Because several preceeding books have previously been written about the Kennedy brothers, readers might initially be skeptical about picking up David Talbot's work. I can affirmatively assure them that this one is a keeper for your personal library. It reads like a really good mystery book which you know just has to make it to the screen someday.

Talbot disperses some light-hearted trivia throughout his book (Jack was a forerunner of what would be known as 'metrosexual' because he would hold meetings in his underwear' and commented on the attractiveness of other men) but it is not a celebrity triva book. He provided the trivia to take readers into the complex psyches which constructed both men in eras when they were, frankly being immortalized as plastic and one-dimensional images.

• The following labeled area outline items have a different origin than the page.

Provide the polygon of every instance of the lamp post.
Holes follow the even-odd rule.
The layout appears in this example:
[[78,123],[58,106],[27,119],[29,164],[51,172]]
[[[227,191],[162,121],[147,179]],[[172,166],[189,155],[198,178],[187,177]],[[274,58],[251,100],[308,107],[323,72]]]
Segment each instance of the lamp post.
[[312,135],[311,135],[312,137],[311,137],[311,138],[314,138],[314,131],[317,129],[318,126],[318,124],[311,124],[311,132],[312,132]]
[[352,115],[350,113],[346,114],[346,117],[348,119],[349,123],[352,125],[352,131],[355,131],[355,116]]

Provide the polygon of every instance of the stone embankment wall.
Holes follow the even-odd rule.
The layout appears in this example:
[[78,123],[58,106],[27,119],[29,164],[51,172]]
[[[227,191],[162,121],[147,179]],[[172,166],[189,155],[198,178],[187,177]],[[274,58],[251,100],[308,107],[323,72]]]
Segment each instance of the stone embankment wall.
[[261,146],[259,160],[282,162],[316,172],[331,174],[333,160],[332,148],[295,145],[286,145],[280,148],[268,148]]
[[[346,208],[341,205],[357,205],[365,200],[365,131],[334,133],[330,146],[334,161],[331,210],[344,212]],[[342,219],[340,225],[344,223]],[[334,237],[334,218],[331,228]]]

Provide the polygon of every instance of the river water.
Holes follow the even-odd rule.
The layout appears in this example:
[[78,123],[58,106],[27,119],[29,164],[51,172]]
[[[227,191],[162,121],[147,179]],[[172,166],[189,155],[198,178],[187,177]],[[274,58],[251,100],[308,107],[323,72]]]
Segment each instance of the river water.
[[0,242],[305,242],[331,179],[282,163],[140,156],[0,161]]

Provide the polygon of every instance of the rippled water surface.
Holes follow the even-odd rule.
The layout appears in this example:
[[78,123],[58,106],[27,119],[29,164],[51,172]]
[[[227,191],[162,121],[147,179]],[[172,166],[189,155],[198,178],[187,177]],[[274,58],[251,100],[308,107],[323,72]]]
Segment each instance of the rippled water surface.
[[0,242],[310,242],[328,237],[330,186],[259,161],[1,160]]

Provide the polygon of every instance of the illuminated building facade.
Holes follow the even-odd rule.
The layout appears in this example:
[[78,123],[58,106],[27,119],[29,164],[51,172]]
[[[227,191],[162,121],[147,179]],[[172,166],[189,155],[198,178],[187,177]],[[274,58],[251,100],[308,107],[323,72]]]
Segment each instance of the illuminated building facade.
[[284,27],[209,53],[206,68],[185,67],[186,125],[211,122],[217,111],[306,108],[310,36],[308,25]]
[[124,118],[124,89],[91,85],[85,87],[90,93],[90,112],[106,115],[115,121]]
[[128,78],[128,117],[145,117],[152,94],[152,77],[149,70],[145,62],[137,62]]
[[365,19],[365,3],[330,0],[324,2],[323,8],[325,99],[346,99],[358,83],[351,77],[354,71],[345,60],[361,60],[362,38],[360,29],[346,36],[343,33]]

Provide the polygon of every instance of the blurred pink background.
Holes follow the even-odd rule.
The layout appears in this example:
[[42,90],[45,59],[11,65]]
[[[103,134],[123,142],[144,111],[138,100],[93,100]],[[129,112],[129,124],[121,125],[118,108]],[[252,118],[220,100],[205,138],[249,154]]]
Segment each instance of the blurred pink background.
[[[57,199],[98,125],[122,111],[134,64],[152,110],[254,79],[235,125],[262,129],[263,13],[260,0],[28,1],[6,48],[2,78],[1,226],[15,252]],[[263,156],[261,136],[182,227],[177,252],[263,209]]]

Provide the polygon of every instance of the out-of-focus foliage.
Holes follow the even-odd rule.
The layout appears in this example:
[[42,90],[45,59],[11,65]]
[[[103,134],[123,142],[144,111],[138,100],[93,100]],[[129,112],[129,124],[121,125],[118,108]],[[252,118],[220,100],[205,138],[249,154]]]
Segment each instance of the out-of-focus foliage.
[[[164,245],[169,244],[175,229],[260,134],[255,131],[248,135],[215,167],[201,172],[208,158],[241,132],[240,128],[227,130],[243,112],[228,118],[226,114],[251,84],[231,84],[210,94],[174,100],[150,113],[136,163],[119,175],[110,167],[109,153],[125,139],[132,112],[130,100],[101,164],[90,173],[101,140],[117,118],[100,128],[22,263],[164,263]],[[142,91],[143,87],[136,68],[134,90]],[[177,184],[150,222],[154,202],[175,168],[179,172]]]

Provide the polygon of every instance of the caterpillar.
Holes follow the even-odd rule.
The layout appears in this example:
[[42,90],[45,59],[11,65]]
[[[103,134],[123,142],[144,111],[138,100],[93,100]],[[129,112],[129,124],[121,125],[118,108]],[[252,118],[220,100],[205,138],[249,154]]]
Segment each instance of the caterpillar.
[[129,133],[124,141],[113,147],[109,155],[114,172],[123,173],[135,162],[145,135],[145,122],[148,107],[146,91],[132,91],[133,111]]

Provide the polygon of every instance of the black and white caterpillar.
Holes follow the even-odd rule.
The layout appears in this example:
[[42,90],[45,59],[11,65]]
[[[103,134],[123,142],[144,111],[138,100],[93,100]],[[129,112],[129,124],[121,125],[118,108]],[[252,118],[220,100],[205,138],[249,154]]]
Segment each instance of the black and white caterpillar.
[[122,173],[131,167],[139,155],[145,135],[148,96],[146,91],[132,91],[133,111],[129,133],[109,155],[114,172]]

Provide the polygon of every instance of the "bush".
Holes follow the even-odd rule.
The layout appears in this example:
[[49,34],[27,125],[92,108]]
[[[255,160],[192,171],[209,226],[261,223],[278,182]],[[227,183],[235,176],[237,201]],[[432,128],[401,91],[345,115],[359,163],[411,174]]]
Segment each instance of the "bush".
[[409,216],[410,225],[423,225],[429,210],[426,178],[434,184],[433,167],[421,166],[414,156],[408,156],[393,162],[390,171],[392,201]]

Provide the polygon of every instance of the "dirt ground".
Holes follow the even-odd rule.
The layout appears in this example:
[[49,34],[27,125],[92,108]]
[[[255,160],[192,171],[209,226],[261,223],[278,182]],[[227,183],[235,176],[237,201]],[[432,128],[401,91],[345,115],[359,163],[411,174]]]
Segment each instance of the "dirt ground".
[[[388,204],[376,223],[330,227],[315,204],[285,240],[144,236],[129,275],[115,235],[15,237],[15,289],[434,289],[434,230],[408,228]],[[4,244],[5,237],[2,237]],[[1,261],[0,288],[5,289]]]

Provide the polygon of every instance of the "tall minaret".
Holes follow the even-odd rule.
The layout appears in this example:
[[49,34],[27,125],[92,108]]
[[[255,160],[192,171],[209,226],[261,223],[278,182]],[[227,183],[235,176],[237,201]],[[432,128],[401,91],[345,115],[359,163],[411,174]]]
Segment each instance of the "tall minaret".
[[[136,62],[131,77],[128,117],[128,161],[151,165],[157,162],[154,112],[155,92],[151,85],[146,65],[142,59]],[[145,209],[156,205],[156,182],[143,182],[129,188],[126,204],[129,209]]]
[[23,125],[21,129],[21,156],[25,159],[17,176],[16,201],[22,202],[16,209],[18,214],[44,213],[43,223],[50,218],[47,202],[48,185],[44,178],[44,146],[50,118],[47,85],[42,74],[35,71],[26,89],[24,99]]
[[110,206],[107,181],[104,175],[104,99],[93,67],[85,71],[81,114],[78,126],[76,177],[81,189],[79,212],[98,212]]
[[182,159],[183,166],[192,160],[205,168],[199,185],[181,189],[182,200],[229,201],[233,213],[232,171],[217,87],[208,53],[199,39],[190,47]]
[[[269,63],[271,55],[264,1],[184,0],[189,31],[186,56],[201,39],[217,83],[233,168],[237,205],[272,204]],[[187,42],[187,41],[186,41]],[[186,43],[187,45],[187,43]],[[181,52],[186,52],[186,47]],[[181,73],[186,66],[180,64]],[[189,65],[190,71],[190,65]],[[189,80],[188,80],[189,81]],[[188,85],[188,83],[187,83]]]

A strength of Talbot's writing is that he is obviously an admirer of the Kennedy's. He gets a little too partisan at times, but comparatively appears less partisan than earlier books in the pro-Kennedy camp. Footnotes are provided at the back of the book for reference, so he's not just shooting off his mouth for the sake of it.

I was born well after the times referenced in this book, but the well-writen text took me to the places referenced and drew me in. I really understood the radical potential the Kennedy brothers had for transforming America and why the modern new right organized against them so fiercly.
★ ☆ ☆ ☆ ☆
joanne lim
Talbot is, first of all, a Camelot "true believer." Actually, no. People like him need to be called Camelot "truthers," with all the disparagement intended by lumping them with 9/11 truthers, etc.

Second, he whitewashes Bobby on things like the Cuban missile crisis, where he was more hawkish by far than Jack. Bobby favored bombing Cuba. Oh, and don't forget, because Talbot won't tell you, that Bobby pushed for the Castro assassination schemes later on.

Finally, he's a Kennedy assassination conspiracy theorist. And, no, he's not just talking about Bobby believing such ideas. Talbot does himself, as he makes clear in his new book about Allen Dullles, a book in which he also tries to deny, without expressly writing out his denial, that Alger Hiss was a Soviet spy.